An Indian tribe wants Va. recognition. The state dropped the ball, and other tribes are opposed. | State and Regional News


Cherokees’ Virginia history

Cherokee in Virginia were located in the southwest part of the state, and spoke a different language than the tribes in the eastern part of the state that formed the Powhatan confederation, the request says. Price joins other Indian chiefs at powwows and events and the U.S. Department of Health and Human Services asked the tribe to assist with an educational video.

The request lays out the Cherokee Indian history in Virginia and the group’s lineage of ancestors, saying it has 68 enrolled members.

But the state didn’t respond to the petition.
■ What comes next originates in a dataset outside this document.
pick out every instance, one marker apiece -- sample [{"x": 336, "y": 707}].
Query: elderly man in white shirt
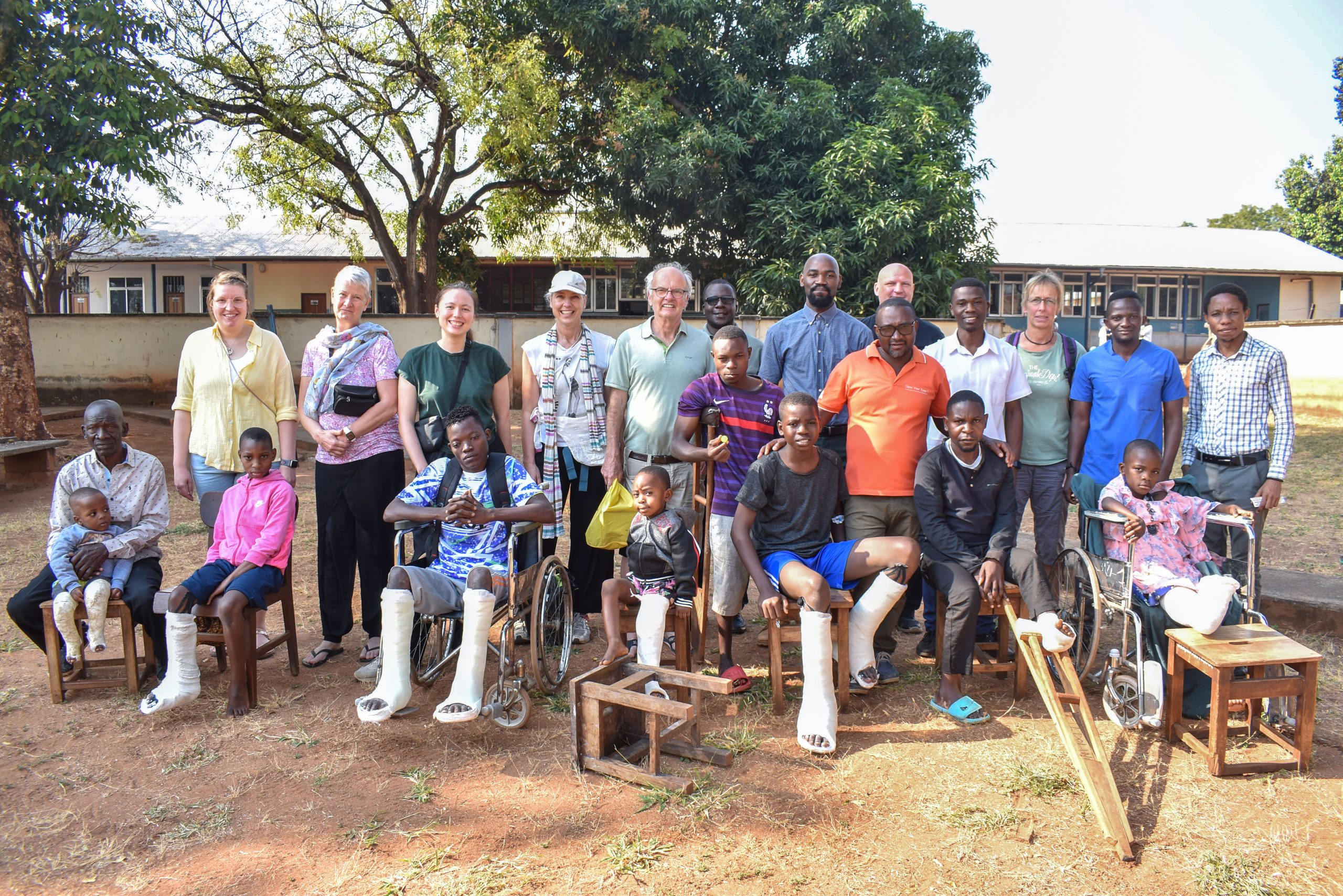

It turns out that the Virginia Indian Advisory Board hasn’t met since May 2018.

The secretary of the commonwealth posted the Wolf Creek Cherokee letter of intent online. “So why no one moved on it, that left me somewhat baffled,” said McQuinn, the lawmaker who sponsored the resolution.

Kelly Thomasson, the secretary of the commonwealth, took responsibility on Feb. 19 while speaking about the tribe’s request before the Senate Rules Committee.

“During the past tumultuous year, unfortunately, this petition did not receive the attention it should have,” she told senators. “I apologize for that.”

The Wolf Creek Cherokee had a new problem in the legislature, though. Their request for state recognition passed the House of Delegates without opposition, but ran into opposition from the Oklahoma-based Cherokee Nation, the largest federally recognized Cherokee tribe.